Friday, January 30, 2009

OLYMPICS AND DIVERSITY

Yesterday, I was at a business breakfast about the London Olympics and the opportunities for businesses to tender for contracts in this space. There was hardly any mention of the importance of cultural diversity in the presentations, and there were only two ethnic minorities in the audience of a total of fifty people. I stood up and reminded the panel that one of the key reasons why London won the bid was because of its huge cultural diversity, and therefore it is a legal duty that ethnic minorities benefit from the contracts that are awarded.

This is the reality of race equality in Britain - having a diversity and equality policy will help you tender for Olympics contracts - it does not matter if the owners and directors are mono-cultural to win, except perhaps for the really big contracts, where companies have rushed to hire some ethnic consultants/advisers to win the tenders.
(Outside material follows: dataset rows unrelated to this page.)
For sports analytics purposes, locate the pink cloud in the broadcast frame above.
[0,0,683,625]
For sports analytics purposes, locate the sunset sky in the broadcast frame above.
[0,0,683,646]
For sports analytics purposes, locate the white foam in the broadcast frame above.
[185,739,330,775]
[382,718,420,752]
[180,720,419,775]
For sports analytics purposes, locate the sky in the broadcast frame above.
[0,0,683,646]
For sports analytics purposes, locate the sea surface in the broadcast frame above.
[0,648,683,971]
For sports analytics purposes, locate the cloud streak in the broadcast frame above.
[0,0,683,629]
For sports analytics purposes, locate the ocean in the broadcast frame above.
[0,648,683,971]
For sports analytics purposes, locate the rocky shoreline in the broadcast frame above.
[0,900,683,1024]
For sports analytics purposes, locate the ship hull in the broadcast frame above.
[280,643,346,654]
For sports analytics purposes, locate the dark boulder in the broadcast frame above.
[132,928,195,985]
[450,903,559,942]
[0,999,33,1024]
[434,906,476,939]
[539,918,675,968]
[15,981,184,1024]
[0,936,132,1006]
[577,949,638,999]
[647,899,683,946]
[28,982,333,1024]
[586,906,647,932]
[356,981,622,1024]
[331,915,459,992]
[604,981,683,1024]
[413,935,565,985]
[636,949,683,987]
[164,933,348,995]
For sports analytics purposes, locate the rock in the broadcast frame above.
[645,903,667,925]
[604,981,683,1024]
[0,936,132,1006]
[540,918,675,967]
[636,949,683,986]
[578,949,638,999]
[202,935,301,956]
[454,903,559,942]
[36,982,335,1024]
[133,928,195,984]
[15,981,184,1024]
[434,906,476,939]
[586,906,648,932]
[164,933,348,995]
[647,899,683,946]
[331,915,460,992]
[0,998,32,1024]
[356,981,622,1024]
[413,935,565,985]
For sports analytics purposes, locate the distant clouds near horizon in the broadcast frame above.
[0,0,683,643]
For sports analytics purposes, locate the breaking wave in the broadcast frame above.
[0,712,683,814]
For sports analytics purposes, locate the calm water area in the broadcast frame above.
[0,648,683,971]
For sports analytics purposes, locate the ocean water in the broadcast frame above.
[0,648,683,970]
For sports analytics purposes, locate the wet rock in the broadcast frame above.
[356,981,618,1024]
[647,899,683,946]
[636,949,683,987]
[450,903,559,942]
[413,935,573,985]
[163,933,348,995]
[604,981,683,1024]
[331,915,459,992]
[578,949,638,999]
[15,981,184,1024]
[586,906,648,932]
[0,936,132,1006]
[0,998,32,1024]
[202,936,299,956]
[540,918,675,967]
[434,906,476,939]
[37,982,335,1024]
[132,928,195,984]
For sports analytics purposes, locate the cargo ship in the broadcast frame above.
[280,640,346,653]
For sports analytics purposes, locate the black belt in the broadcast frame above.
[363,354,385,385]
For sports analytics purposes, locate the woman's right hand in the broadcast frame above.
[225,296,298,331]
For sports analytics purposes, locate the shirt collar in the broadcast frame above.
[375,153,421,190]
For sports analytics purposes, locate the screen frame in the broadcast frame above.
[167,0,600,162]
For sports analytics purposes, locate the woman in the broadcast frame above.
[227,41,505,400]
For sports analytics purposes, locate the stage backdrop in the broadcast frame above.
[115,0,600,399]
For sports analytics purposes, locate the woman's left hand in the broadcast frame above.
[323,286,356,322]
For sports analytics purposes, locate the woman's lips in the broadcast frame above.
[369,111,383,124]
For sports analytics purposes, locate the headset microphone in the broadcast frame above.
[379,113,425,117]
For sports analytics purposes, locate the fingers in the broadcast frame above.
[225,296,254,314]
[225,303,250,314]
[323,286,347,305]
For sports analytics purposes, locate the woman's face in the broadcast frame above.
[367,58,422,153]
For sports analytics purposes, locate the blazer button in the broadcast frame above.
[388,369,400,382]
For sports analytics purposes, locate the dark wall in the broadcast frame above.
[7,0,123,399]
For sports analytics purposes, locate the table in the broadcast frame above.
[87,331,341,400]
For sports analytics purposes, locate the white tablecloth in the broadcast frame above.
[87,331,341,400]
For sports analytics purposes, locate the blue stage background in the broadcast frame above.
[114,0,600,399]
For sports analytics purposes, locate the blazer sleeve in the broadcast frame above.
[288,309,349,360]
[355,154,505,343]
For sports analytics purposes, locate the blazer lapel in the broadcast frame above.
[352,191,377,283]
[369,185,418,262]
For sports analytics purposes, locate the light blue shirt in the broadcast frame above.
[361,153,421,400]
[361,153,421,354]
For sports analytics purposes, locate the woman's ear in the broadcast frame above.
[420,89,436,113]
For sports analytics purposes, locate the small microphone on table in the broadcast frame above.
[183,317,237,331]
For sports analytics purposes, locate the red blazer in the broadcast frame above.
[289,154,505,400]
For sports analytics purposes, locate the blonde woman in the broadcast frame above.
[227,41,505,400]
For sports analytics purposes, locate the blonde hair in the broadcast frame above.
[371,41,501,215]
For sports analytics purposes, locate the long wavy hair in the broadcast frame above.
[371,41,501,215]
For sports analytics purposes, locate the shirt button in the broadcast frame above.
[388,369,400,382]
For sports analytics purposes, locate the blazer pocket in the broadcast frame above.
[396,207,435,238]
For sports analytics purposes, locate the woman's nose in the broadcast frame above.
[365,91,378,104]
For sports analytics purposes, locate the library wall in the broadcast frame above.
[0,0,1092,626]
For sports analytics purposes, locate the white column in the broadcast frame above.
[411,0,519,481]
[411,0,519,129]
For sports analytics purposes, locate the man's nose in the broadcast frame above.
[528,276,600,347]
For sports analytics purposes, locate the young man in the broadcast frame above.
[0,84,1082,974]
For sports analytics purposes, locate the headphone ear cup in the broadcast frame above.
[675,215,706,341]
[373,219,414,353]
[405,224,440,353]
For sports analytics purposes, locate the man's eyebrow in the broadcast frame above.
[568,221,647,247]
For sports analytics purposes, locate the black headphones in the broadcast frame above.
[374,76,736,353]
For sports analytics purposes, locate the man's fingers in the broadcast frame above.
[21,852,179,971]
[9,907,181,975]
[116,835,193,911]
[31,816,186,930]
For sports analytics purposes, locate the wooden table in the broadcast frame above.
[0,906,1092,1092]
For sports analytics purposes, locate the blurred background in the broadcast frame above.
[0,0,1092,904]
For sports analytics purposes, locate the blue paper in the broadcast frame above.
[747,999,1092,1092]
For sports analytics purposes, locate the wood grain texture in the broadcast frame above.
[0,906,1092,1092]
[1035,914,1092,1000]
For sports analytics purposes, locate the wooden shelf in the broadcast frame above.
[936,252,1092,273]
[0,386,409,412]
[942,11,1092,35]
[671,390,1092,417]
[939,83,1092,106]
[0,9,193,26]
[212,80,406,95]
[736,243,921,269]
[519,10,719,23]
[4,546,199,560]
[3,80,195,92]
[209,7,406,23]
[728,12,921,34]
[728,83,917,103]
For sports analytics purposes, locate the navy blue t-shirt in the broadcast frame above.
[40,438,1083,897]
The tick-boxing culture is so rampant in Britain and the understanding of race issues so weak among the majority culture, that there is a huge amount of work to be done. Above all, prejudice is deep and real.

Going back to yesterday, one local Councillor came to me and said 2 per cent of Essex is ethnic so we were proportionately right in the room - he somehow forgot that it was this proportion which helped him win the Olympics in the first instance, even though I had said it loudly in my question. Another Business Link representative said that the event was open to all - so it is upto minorities to make the effort to come - he somehow forgot that Chiness takeaway workers are that because they cannot get any other work nor has anyone taken an interest in their training and development for them to learn and progress - they remain stuck behind the counter and sometimes suffer the swearing and taunts they get from their customers, quietly. This in spite of feeding Britain.

Where does one begin in this dialogue? People are so ignorant of their own prejudices and ethnic minorities so incapacitated that there is much to be done. And when Sir Trevor Phillips says that there is no institutional racism in Britain, I strongly disagree.